Through imagination we can travel back or forward in time or to worlds hitherto unseen. This mind that we possess is what links us to all life. To view the cosmos and see the hand of a vast and benign intelligence and to seek to contact this Mind is what elevates us above being mere objects limited by time, space, weight, and shape.

We can approach this Mind in many ways: we can expand our Mind to include the welfare of others and of life around us; we can go “within” to contact this cosmic Mind directly; we can seek the company and wisdom of others who have gone before us and can show us the way; or, we can strip from our own mind the self-limiting, instinct bound self-affirmations of the body-bound ego.

The mind as we experience it carries on the ages old tendency of constant movement as if in unceasing warfare of self-defense or self-gratification. Only as we awaken to our higher potential do we begin slowly to begin to gain control of this instinctual functioning which is tied to the body, tissues, organs and its preservation.

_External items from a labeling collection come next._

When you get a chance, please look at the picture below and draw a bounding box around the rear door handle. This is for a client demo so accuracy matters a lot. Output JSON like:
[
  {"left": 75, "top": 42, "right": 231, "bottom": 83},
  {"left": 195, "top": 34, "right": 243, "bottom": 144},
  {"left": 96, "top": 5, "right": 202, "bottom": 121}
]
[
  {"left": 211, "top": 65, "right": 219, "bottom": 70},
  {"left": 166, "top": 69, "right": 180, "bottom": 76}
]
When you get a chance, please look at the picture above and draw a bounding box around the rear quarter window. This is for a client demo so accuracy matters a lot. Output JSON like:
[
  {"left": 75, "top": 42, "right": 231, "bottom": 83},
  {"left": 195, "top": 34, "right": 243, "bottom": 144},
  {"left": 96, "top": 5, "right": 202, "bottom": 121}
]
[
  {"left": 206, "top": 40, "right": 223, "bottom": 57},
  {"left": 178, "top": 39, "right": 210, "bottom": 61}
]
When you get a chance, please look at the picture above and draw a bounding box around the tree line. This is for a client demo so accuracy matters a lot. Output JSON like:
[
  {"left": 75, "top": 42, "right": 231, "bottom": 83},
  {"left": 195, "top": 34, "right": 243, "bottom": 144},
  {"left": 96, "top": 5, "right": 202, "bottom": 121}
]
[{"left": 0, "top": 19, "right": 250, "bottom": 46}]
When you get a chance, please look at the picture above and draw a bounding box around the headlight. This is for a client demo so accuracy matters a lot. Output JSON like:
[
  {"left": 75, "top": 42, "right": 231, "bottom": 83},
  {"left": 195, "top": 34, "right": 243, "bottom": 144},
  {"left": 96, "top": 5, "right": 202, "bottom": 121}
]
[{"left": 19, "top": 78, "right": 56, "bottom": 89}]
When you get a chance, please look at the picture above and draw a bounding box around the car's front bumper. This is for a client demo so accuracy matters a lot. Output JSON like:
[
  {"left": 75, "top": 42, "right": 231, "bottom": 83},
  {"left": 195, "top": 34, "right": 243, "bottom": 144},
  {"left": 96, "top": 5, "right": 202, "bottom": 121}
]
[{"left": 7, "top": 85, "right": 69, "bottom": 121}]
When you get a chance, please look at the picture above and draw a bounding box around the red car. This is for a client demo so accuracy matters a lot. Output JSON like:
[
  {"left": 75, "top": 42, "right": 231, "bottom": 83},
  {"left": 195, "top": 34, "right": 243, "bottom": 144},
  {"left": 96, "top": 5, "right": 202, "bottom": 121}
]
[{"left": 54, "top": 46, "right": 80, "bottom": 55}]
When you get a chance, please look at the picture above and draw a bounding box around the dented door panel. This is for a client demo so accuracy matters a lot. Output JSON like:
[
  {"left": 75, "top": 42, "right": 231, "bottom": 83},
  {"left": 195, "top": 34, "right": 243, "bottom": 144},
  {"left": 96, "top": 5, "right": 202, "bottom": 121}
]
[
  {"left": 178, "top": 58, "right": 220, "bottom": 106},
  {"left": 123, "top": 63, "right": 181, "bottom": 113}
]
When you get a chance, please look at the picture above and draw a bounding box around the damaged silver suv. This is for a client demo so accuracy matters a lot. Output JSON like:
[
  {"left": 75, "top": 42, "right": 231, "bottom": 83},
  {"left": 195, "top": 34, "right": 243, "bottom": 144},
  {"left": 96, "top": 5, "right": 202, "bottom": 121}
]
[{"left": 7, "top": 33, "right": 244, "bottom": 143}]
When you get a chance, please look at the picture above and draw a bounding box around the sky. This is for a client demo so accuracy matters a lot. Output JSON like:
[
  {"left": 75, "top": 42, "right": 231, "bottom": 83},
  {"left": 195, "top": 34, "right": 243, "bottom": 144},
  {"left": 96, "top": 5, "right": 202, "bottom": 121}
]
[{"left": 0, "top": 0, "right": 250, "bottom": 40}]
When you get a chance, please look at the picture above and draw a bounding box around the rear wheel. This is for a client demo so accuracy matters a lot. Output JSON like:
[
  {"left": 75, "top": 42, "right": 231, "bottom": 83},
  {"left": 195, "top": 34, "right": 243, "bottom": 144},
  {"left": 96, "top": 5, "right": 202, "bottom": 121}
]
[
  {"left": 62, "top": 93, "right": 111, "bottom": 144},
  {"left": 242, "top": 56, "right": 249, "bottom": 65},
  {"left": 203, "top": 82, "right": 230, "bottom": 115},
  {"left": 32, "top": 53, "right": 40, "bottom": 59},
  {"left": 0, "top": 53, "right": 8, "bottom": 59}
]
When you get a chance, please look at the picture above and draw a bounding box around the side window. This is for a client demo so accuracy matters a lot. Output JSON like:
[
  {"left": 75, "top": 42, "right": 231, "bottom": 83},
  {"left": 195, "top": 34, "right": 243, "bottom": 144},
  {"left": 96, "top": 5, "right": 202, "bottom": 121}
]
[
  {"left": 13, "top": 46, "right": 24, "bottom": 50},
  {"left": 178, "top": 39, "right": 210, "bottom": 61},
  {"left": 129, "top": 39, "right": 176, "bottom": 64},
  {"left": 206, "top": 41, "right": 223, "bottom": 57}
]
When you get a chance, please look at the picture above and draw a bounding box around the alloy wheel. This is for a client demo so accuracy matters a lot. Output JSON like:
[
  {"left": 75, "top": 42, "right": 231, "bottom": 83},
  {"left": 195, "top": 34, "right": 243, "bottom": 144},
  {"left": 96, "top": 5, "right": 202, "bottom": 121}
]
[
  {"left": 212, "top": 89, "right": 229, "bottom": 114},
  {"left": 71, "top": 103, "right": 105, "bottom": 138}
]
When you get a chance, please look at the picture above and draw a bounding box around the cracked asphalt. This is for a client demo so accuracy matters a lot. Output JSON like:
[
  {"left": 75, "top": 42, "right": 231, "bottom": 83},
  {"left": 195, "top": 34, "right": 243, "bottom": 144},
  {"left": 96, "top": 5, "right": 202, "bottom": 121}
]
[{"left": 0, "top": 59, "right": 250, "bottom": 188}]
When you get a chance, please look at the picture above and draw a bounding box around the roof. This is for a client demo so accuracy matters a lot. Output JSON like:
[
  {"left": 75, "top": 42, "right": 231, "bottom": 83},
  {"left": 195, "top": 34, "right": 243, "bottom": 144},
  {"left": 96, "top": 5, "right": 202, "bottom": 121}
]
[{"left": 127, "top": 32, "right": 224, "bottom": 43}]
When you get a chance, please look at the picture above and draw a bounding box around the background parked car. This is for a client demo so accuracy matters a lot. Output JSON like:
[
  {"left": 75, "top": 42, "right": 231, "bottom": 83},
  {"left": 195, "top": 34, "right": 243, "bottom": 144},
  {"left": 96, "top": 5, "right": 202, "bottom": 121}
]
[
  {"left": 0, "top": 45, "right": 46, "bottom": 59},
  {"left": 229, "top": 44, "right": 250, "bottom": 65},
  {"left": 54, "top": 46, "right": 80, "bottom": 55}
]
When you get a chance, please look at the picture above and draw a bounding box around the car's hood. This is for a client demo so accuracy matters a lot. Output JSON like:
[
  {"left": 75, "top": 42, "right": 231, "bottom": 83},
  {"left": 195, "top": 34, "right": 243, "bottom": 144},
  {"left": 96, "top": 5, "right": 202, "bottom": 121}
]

Those who pursue with deep dedication the arts, the sciences, service to humanity, self-forgetfulness, or God alone begin to re-direct the mind’s lower tendencies to increasingly abstract or self-forgetful realms of awareness. Only when all outward objects or goals fall away and we direct our consciousness in upon itself does the fusion of knower, knowing, and known smash the atom of ego and release an incredible and life transforming expansion of consciousness towards the limitless horizon of infinity.

Einstein’s famous formula suggests that as an object approaches the speed of light its mass grows towards infinity. Well, he said it well. Of course we are not speaking of the mass of our human body, but of our consciousness. Einstein’s formula couldn’t be applied literally to matter, anyway. But that doesn’t make it invalid, only suggestive of truth that perhaps he, himself, did not cognize.

When he posited light as the only constant in the universe here, too, he touched the hem of consciousness and stated a principle that he may not have grasped at least in its metaphysical aspects.

All great saints speak of God manifesting as light and the voice of God as a sound of many waters, or as thunder. In the Yoga Sutras of Patanjali, the author describes as clinically as any Einstein the elements of consciousness as it pursues itself down the corridors of creation’s elemental stages.

At the dawn of a new year, therefore, don’t spend another year merely pursuing comforts, running from troubles, and looking forward to nothing more significant than a cup of tea, a Friday night movie, or getting to bed early. You have been born to “know Thy Self.” Meditation science has come that we might know the “truth that shall make you free!”